Utilities argued that the equal rate allowed solar customers to skirt their share of costs for grid infrastructure and upkeep.
But in a telephone interview with Arkansas Business, the PSC’s Thomas said both the 3-cent price and the full 10-cent rate were untenable, saying the lower price doesn’t consider other costs factored into the value of electricity, and that the 10-cent model makes less sense as solar development advances from small rooftop arrays to larger-scale systems powering multiple sites and businesses.
“For three cents, they’re basically saying take the MISO price,” Thomas said. “If our system average cost is a little above three cents, which it is, then why don’t we buy all of our energy there? Well, because you have to have steel in the ground, and when you add the cost for steel in the ground to the three cents, then you start to get the actual price. The reason you can’t buy it all for three cents is that somebody has to build it, somebody has to pay for it.”
Thomas added that the owner of the generation facilities “gets first call” on the power. “So when you need it, guess what? It’s not available. It might not be available for 9 cents; it might not be available, period, on the hottest day of the year when you need it the most.”
He said that the system averages are from 4 to 5 cents per kilowatt-hour. “So when you do one for one [compensation for solar], you’re generally trading a more valuable hour for a less valuable hour, and that can be measured. That’s a system benefit.”

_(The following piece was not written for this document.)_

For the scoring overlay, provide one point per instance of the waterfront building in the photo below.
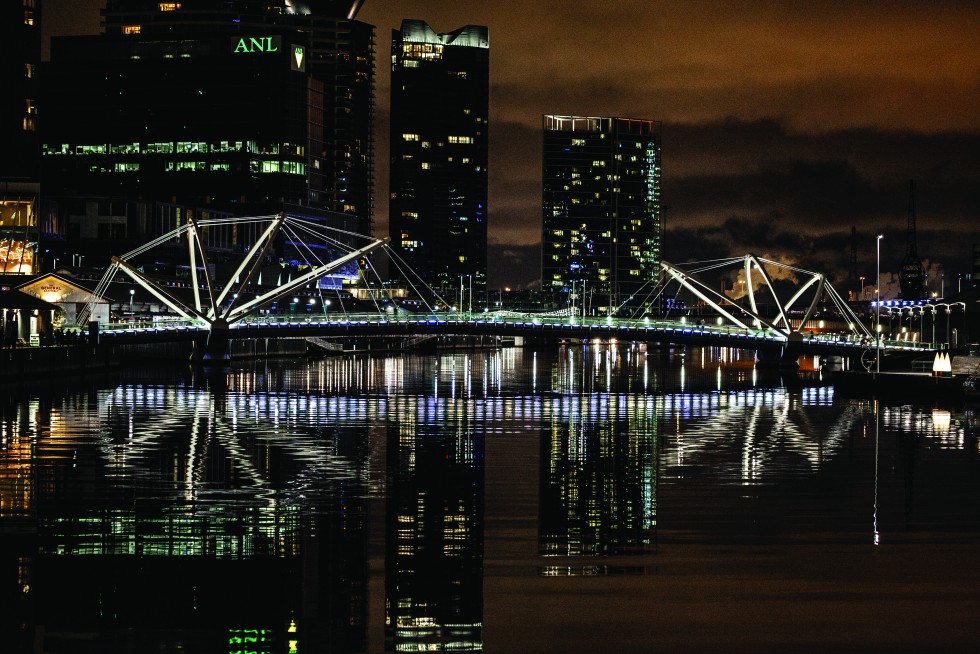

He said a utility can’t get as much 3-cent power as it wants over 30 days. “But if you’ve invested in a solar facility here, it’s going to serve the load here, and that’s the capacity value, the value of having the power on call,” Thomas said.
The 10-cent model matching the retail price does not make sense for bigger solar installations as net-metering has extended beyond rooftop installations to larger-scale facilities powering multiple business sites, farms and industrial operations, Thomas suggested.
“There are lots of costs in the utility world that are fixed; they don’t change no matter how much power you use,” Thomas said. “With retail, how we do residential, the smallest customers, is we take the fixed cost, estimate how many units are going to be used, split them up and come up with the rate. This is recovering fixed charges volumetrically. Larger customers pay these fixed costs in what we call demand charges.”
Such charges don’t make sense for an average home with a $100-a-month electric bill, he said. “If you double usage in that case, the bill would go to $110; If you cut usage in half, the bill would go to $90, so there’s much of it that you’ll pay no matter what, which is not an incentive to save money or save usage.”
Arkansans enjoy some of the least expensive electricity in the nation, and utilities say they press constantly against forces that would push rates up.
“We are trying to maintain that total bill, and when you’re making sound economic choices at the utility scale, it kind of works itself out,” Entergy’s Palmer said in an interview before the ruling. “And you have to have baseload resources to provide steady energy.”
Entergy has the state’s largest solar plant, an 81-megawatt array near Almyra in Arkansas County, known as Stuttgart Solar. It has also built a 100-megawatt facility near Lake Village, Chicot Solar, and recently received PSC approval for another 100-megawatt power plant near Searcy.
All three projects are in partnership with NextEra Energy Resources of Juno Beach, Florida. NextEra owns and operates the Stuttgart and Chicot facilities, selling the power to Entergy at a lucrative rate. NextEra plans to build and operate the White County plant, but Entergy will own it.